Курт Воннегут-мл - Синяя Борода
Он ткнул пальцем в небольшой выступ на дуле и спросил меня, что это такое.
– Не могу знать, – ответил я.
– Штифт штыкового крепления, – сказал он.
Мой словарь обогатится втрое, вчетверо, пообещал он мне, и начнем мы с деталей винтовки, у каждой из которых имеется свое название. От этого несложного перечисления, обязательного к изучению для любого новобранца, продолжал он, мы перейдем к каталогу костей, сухожилий, органов, трубочек и веревочек в теле человека – обязательному к изучению для любого студента-медика. Обязательному и для него самого в бытность подмастерьем в Москве.

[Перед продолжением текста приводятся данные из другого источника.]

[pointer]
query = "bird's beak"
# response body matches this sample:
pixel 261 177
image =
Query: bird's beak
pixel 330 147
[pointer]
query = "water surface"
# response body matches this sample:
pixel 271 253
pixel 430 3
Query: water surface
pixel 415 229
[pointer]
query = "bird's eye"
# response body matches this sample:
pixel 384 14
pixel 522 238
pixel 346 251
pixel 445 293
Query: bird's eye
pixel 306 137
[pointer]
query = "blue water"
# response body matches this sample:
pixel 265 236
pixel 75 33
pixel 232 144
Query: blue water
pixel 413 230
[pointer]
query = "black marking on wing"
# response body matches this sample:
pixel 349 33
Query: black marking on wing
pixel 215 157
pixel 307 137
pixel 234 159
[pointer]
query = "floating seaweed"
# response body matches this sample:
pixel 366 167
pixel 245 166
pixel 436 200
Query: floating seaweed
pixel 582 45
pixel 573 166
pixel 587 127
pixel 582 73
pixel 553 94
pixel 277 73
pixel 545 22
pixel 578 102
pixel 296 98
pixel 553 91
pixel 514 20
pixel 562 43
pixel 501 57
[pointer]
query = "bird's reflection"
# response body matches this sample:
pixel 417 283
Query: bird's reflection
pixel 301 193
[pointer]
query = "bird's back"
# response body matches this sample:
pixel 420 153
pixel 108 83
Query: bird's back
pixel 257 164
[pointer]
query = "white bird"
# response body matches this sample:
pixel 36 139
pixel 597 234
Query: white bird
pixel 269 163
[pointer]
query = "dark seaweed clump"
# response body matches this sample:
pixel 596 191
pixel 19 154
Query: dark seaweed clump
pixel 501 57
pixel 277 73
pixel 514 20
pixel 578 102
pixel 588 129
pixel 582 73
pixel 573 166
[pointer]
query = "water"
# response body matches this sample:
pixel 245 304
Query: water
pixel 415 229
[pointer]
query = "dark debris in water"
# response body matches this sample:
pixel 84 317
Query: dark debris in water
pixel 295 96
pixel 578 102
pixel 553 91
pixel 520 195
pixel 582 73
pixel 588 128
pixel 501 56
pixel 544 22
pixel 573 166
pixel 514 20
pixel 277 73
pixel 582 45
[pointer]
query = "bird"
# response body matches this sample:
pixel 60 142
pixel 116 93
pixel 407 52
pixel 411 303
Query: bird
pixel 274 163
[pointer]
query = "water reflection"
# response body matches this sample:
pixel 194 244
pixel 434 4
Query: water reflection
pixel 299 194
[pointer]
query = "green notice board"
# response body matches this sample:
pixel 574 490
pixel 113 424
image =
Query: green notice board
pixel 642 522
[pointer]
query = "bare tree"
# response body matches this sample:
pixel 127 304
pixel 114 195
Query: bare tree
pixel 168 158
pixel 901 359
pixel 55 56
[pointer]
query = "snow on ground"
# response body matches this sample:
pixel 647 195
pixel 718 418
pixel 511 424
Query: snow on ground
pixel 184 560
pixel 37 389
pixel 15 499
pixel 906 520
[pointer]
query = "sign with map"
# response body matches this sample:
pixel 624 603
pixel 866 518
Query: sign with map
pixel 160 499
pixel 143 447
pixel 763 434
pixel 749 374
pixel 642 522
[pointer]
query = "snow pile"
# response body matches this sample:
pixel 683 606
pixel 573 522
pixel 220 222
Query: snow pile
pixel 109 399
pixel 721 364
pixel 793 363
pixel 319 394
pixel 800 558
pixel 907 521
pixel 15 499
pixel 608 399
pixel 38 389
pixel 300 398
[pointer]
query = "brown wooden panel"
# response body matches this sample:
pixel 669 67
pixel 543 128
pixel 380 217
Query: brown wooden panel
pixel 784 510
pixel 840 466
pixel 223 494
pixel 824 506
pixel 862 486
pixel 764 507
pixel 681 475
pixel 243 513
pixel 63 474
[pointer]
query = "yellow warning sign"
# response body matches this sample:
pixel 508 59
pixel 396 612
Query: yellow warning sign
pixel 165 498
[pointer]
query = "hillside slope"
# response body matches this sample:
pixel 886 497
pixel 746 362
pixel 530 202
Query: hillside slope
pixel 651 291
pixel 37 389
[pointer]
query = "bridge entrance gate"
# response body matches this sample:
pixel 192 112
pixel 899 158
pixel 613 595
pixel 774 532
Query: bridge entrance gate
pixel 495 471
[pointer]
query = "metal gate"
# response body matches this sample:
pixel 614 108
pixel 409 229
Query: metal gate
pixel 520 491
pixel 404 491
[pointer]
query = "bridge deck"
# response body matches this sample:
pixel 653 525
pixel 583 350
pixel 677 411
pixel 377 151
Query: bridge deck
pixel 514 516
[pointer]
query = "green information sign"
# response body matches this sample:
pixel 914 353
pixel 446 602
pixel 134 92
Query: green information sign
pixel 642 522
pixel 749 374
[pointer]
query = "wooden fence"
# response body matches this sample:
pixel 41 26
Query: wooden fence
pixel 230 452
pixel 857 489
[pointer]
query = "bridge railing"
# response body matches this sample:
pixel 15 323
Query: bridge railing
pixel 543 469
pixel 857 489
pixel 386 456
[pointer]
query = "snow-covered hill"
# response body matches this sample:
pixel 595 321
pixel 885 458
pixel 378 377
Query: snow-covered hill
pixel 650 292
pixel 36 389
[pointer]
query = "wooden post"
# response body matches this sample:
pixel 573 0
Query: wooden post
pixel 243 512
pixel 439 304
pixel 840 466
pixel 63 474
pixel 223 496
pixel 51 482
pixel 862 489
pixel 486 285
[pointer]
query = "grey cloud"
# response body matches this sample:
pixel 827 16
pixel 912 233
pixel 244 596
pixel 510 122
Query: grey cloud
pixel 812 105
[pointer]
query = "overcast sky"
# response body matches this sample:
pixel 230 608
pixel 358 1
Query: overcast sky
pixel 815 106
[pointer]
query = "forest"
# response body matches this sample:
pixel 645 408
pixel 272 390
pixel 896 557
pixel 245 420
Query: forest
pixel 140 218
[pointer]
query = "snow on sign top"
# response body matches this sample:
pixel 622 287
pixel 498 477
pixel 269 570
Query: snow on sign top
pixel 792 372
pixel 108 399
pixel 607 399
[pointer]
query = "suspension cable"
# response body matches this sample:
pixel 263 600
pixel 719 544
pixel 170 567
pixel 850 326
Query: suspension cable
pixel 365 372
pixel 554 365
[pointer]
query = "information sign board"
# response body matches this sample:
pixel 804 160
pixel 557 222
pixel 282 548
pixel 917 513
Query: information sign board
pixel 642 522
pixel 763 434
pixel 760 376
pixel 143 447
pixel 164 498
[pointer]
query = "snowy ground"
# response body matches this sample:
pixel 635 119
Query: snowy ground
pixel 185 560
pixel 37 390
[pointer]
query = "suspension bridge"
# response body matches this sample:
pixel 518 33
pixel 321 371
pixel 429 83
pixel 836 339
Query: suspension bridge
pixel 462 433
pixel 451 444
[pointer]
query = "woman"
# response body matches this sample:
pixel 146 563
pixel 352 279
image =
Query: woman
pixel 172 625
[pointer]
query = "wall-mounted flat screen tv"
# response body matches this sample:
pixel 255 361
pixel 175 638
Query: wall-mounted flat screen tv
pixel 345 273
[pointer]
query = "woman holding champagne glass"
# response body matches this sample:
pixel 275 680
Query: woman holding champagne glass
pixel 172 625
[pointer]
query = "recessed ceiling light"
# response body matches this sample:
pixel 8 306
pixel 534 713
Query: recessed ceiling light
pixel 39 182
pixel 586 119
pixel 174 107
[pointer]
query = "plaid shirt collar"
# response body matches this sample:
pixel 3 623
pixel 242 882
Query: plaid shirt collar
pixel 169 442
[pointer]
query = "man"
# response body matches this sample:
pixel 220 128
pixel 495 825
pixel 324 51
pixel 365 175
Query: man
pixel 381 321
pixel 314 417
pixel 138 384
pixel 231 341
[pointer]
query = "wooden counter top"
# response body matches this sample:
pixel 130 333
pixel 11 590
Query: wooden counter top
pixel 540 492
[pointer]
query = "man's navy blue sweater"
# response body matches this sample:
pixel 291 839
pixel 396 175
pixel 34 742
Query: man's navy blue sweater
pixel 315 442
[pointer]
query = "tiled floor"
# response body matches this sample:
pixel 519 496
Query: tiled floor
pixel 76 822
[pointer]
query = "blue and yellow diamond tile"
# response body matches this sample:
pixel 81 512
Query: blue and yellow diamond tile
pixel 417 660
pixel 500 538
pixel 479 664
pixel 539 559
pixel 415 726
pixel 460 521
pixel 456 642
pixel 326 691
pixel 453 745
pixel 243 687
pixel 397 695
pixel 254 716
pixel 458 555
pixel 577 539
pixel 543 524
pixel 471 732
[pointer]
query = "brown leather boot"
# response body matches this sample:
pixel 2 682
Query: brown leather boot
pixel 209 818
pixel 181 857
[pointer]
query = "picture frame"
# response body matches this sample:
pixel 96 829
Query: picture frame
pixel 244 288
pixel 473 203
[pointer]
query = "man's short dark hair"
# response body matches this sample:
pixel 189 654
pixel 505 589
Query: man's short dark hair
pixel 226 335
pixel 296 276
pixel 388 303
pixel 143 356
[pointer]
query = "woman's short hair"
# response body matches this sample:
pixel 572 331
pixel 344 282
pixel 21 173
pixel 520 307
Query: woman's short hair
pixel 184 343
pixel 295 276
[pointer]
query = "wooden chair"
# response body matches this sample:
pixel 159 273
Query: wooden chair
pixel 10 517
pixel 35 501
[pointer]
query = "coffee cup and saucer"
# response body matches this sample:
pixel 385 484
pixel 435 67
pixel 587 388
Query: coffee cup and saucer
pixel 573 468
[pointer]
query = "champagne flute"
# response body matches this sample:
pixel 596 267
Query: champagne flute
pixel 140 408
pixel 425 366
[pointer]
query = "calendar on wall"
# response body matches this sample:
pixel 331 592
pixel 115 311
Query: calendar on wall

Он заверил меня, что из изучения сперва простой винтовки, а потом головокружительно сложного человеческого тела я извлеку духовный урок – ведь именно для уничтожения тела винтовка и существует.
– Что здесь добро и что – зло, – спросил он, – винтовка или этот скользкий, трясущийся, хихикающий мешок с костями?
Я ответил, что тело – добро, а винтовка – зло.
– А известно тебе, что эта винтовка была разработана для американской армии, для защиты нашей чести и нашей родины от злобных врагов?
Тогда я сказал, что это зависит, чья винтовка и чье тело, и что и то, и другое может представлять и добро, и зло.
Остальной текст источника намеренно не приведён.